Classes Pastors Take
Jul 09
Yes, congregants, you’ve always wondered if this were true, and now you have the proof. I’m spilling the beans. Here are the courses pastors take to get their ministry degree, and the content given in those classes:
How To Make Yourself Look Like You Know A Lot About The Bible 101
–using Wikipedia for historical information
–learning how to convincingly use the phrase “…and in the original Greek…” without actually knowing the language yourself
–modifying John MacArthur sermons enough so that it isn’t plagiarism
How To Keep Your Congregation Engaged For 45 Minutes Without Really Saying Anything 202
–telling hilarious jokes and tear-jerking stories for 40 minutes means you only need to say something substantive for 5
–how pausing throughout your sermon for dramatic effect means you can cut your sermon content (and therefore, sermon prep time) in half
–modifying Joel Osteen sermons enough so that it isn’t plagiarism
How To Bore Your Congregation Within 5 Minutes 101
–5 easy steps to “wing it” every Sunday (if you start to feel guilty, see the appendix on how to prepare a sermon Saturday night)

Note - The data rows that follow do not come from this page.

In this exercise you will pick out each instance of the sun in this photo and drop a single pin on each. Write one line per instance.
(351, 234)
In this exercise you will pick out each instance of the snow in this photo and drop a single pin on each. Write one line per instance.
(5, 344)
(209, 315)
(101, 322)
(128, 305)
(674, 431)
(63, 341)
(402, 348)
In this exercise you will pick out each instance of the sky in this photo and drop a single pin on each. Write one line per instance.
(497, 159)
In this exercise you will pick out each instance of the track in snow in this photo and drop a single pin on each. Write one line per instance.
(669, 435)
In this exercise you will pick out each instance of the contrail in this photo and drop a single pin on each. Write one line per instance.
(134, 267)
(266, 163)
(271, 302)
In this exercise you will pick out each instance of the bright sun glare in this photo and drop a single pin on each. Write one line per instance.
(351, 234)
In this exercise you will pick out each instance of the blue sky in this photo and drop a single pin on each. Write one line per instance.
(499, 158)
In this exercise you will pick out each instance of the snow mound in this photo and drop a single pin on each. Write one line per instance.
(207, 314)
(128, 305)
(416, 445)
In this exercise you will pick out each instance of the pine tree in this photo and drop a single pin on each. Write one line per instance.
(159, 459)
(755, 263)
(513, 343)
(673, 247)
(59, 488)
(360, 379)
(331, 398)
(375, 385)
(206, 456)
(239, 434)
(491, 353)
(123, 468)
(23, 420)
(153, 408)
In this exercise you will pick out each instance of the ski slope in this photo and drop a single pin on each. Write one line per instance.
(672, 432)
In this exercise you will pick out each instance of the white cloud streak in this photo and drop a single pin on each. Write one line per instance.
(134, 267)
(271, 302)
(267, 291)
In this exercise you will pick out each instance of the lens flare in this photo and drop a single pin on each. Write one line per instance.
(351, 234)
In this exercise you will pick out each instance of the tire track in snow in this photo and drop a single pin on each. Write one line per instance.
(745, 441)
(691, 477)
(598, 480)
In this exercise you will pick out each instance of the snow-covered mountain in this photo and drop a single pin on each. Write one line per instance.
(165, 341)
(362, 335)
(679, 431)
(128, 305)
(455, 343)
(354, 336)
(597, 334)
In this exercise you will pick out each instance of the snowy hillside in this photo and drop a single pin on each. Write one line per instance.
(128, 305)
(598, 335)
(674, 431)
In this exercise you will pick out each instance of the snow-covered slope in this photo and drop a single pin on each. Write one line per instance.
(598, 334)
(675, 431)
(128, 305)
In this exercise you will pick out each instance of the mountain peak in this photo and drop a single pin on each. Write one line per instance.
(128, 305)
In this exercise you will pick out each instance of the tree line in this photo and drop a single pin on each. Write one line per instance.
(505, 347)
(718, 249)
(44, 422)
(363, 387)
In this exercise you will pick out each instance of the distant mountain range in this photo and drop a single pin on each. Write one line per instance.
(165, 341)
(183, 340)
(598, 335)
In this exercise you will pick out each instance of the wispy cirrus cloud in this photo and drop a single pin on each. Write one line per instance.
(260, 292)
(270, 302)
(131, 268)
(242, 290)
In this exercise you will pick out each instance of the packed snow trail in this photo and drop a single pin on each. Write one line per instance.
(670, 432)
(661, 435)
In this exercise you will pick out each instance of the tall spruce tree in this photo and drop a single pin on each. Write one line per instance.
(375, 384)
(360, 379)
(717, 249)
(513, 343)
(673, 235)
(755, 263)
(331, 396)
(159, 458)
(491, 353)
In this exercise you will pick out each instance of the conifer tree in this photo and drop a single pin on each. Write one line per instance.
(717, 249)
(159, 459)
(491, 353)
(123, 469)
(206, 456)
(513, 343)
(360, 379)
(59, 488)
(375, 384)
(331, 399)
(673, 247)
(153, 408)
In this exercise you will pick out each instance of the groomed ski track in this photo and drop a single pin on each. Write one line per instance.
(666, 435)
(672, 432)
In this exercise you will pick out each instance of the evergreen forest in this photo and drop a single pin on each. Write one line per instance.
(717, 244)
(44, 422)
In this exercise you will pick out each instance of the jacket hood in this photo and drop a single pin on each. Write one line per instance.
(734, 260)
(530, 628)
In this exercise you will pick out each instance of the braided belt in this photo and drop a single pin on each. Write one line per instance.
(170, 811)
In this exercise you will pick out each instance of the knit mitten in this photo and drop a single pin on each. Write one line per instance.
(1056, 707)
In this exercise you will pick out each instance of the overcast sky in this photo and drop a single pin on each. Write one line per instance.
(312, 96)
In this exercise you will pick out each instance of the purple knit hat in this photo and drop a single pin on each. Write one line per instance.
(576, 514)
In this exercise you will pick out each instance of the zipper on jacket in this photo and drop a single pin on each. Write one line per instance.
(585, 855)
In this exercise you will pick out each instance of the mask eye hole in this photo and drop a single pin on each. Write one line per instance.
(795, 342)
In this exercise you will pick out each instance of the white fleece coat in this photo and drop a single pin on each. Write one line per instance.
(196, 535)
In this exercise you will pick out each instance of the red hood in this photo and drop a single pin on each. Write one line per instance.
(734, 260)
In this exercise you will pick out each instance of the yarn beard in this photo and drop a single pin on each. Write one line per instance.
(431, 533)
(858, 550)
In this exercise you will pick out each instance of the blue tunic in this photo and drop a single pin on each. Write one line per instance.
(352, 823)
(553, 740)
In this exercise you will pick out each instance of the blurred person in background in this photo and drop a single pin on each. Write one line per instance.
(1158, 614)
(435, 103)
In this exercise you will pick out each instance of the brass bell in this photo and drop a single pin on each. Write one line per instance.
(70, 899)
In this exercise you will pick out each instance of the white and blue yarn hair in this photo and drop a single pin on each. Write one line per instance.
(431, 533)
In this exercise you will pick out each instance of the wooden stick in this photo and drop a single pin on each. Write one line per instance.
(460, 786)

–how to convince your church that you don’t need to study or plan when you have the Holy Spirit
–the wonders of monotone
–how to preach the same sermon all year without anyone else realizing it
–actually reading what the Bible actually says
How To Downsize Your Congregation Fast 205
–stop preaching against the sins of the world and start preaching against the sins of your congregation
–stop doing all the work in your church and expect your congregation to do their fair share
–preach about money
–stop talking about evangelizing your community and start actually doing it
–making your worship services largely bent around prayer
–seeing to it that church membership actually requires something
–calling for repentance
–how to find that one, insignificant thing that really shouldn’t matter much, and changing it
–teaching what the Bible actually says about what it means to truly follow Jesus
Building Campaigns 301
–101 catchy slogans like “Together We Make A Difference” or “With God All Things Are Possible” or “Rebuilding The Wall”
–how to effectively motivate your congregation to give a ton of money to state-of-the-art buildings instead of the mission
You, Too, Can Use Alliteration For Sermon Points 101
–action words that start with the letter “R”
–sins that start with the letter “S”
–EXTRA CREDIT: Christian words that start with the letter “P” and end in “-ification”
How To Try To Look Hip, But Fail 401
–skinny jeans and after-church buffets
–wearing framed glasses after 40
–to get a tattoo or not to; that is the question
–styling your (facial) hair
How To Keep Alive The Myth That You Only Work One Day A Week
–magically making your congregation somehow forget that you do hospital visitations, prepare sermons, continually communicate via email and phone night and day, vision-cast and plan for the future, provide free counseling sessions, visit congregants in their homes, conduct meetings with church leaders, administrate and oversee all the ministries and outreaches of the church, are always available when there is a church crisis or a congregant has a personal crisis, oversee building maintenance, plan out worship services, lead weekday Bible studies, conduct weddings and funerals, train lay people for leadership roles, and do whatever else no one else in the church is willing to do
So there you have it! Now you can become a pastor without attending seminary yourself. Save yourself several thousands of dollars and still pastor like a pro! 🙂
Great line:
modifying Joel Osteen sermons enough so that it isn’t plagiarism
I love, “How to preach the same sermon all year without anyone else realizing it.” To be fair some do notice it, though.